McGahn expressed his concern that taking action might interfere with the FBI investigation of Flynn, and Yates said it wouldn’t. “It wouldn’t really be fair of us to tell you this and then expect you to sit on your hands,” Yates had told McGahn.
McGahn asked if he could look at the underlying evidence of Flynn’s conduct, and she said they would work with the FBI over the weekend and “get back with him on Monday morning.”
•Friday January 27th – (evening) In what appears to be only a few hours later, President Trump is having dinner with FBI Director James Comey where President Trump asked if he was under investigation.
Now, accepting the politicization of the entire Russian Conspiracy Narrative that was leading the headlines for the two months prior to this dinner; and knowing moments earlier your Chief White House counsel informs you that two political operatives (Yates and Priestap) within the DOJ were providing classified intelligence reports about General Flynn; and knowing the prior months (Nov/Dec/Jan) were fraught with leaks from intelligence reports identical to those discussed; wouldn’t you perhaps think that any action you take could be utilized to add fuel to this Russian narrative? And/Or be used by these same leak facilitators to make something seem like something it is not?
Think about it.
Special Counsel Robert Mueller has charged Flynn (full pdf below) with falsely telling FBI agents that he did not ask the ambassador “to refrain from escalating the situation” in response to the sanctions.
According to the plea, while being questioned by FBI agents on January 24, 2017, Flynn also lied when he claimed he could not recall a subsequent conversation with Kislyak, in which the ambassador told Flynn that the Putin regime had “chosen to moderate its response to those sanctions as a result of [Flynn’s] request.”

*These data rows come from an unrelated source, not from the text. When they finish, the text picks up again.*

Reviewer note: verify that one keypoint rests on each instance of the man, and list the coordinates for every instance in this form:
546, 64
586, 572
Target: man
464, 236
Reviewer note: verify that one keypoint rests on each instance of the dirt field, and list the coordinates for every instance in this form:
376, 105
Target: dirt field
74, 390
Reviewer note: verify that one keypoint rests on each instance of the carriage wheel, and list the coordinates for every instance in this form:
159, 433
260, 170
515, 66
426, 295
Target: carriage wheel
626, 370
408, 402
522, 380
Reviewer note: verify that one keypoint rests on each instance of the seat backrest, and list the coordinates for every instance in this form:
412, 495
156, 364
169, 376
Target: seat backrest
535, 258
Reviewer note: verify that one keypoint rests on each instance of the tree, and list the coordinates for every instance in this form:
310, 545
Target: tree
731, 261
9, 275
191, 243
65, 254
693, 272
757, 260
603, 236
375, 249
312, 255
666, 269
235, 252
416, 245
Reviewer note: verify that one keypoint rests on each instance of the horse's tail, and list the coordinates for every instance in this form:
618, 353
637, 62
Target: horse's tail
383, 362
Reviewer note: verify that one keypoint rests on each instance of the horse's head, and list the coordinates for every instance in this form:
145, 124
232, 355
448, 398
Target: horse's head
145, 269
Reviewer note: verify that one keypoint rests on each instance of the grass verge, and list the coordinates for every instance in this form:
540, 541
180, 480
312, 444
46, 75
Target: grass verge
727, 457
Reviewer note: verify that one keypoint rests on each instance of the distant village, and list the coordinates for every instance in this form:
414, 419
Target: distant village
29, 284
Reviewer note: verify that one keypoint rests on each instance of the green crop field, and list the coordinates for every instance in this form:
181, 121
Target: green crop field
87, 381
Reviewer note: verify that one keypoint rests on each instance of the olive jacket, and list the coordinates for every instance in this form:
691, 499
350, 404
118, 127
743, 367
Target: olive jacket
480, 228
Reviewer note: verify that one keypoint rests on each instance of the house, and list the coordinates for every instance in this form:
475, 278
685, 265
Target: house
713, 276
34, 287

Furthermore, a week before the sanctions were imposed, Flynn had also spoken to Kislyak, asking the ambassador to delay or defeat a vote on a pending United Nations resolution. The criminal information charges that Flynn lied to the FBI by denying both that he’d made this request and that he’d spoken afterward with Kislyak about Russia’s response to it.
There was nothing wrong with the incoming national-security adviser’s having meetings with foreign counterparts or discussing such matters as the sanctions in those meetings. However, lying to the FBI is the process crime that has led to Flynn’s admissions herein:
As we have shared from the beginning – this is all about DC politics, not judicial crimes in the same vein as everyone else would be charged.
You cannot view the current action through the transactional prism of modern judicial proceedings as they relate to you and me. These are political struggles taking place inside the venue of the legal system. The players use the legal system to game out the optics and narrative of political battles for ideological wins and losses.
In essence, this is about leverage for political use.
Nothing about the current dynamic is factually encompassing President Trump; it is all about optics, narratives and political leverage. However, everything about this dynamic is factually encompassing the existential threat that outsider Trump represents to the established way of life in the DC Swamp.
Again, if you drop the legal prism and review everything from the perspective of gaining or losing political leverage it all makes sense.